You know the answer. This is the perpetual problem with non-lawyers, armed with an abundance of simplistic ideological perspective (from passionate folks like Brodsky) and not a clue what they’re talking about. To lawyers, they come off like clowns. They think they’re brilliant.
Let me guess, fake email too, because he’s a genius.
Of course. Children only throw pebbles from behind rocks.
Are you familiar with Dunning-Kruger?

On the bright side, it’s now clear who Brodsky’s target audience is, people who are exceptionally credulous and supremely confident in their ignorance. That stunning combination of certainty and cluelessness . Good to know.
If you have the capacity to actually learn something, what SHG explained might free your head from your ass. The distinction between civil and criminal is compensatory v. punitive, not money v. prison. It’s not your fault that people like Brodsky lied to you. It is your fault that you chose to believe liars.

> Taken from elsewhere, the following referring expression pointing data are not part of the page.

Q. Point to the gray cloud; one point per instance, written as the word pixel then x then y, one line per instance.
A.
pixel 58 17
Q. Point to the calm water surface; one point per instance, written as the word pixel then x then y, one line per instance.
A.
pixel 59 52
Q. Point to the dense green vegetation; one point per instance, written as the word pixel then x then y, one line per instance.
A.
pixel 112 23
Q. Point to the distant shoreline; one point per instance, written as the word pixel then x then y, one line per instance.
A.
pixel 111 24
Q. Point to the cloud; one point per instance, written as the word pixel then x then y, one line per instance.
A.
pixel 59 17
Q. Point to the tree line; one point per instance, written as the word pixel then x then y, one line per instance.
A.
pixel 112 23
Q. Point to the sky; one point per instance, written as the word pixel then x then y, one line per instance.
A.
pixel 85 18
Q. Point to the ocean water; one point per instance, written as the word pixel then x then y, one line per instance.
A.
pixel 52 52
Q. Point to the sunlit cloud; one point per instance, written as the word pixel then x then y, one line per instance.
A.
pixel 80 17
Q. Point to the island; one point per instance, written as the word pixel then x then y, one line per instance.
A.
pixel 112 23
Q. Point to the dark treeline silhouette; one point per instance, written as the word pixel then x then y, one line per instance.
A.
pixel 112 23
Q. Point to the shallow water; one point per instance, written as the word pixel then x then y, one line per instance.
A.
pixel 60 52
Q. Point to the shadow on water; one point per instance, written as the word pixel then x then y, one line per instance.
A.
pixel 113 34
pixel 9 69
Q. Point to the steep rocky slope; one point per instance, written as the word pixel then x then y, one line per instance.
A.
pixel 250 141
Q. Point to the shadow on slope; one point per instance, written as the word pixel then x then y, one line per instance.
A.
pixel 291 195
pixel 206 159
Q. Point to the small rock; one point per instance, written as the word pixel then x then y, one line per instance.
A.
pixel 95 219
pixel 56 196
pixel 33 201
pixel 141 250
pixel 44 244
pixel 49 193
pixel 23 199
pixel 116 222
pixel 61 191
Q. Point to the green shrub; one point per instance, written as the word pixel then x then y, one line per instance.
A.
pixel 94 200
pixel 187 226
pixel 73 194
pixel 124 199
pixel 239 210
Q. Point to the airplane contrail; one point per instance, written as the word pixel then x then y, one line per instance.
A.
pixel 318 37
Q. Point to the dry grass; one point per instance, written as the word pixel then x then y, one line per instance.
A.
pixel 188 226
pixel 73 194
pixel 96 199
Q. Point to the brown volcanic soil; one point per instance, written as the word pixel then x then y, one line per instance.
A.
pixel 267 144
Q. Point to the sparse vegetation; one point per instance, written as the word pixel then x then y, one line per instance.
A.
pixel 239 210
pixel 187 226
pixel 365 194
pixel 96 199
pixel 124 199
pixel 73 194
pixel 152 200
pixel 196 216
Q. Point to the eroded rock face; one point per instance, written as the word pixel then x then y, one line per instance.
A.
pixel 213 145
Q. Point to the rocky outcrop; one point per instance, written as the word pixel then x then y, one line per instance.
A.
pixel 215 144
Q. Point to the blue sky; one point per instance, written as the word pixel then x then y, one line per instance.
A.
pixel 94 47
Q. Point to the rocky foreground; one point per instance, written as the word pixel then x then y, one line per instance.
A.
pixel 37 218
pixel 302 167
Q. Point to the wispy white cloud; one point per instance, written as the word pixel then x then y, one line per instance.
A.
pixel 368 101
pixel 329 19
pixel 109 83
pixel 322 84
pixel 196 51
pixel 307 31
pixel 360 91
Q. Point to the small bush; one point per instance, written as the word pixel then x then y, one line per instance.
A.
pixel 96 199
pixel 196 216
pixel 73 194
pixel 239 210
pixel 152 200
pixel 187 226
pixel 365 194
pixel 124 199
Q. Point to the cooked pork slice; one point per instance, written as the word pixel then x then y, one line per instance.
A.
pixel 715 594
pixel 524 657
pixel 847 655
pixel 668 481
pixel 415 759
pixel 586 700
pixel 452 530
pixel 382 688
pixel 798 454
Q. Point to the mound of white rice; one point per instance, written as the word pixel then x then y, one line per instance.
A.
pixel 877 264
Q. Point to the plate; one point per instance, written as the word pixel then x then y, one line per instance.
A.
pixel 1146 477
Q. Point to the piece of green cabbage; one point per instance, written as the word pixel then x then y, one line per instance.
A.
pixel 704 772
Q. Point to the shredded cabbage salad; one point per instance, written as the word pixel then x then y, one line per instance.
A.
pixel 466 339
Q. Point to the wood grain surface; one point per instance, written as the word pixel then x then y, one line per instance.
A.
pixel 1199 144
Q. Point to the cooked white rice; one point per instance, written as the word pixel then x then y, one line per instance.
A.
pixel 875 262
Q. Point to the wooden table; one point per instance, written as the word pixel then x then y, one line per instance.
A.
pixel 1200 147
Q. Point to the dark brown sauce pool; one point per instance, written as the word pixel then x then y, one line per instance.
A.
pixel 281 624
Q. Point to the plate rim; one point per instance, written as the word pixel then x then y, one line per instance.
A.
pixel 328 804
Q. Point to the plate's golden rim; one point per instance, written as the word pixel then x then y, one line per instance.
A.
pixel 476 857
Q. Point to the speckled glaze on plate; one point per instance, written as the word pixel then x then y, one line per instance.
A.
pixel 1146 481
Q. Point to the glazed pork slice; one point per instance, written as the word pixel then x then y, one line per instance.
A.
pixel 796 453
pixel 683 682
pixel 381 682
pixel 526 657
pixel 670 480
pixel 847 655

I m not a lawyer, much less studied one. However, as a research scientist, I do read a lot and know to discern good writing from an aneurysm-inducing garbage. The paragraphs that you quote from Brodsky gave me a headache that is akin to our glorious drop-out queen Elizabeth Holme’s quote:
“a chemistry is performed so that a chemical reaction occurs and generates a signal from the chemical interaction with the sample, which is translated into a result, which is then reviewed by certified laboratory personnel.”
America is approaching Issac Asimov’s dystopia. By the way, you earned a new reader.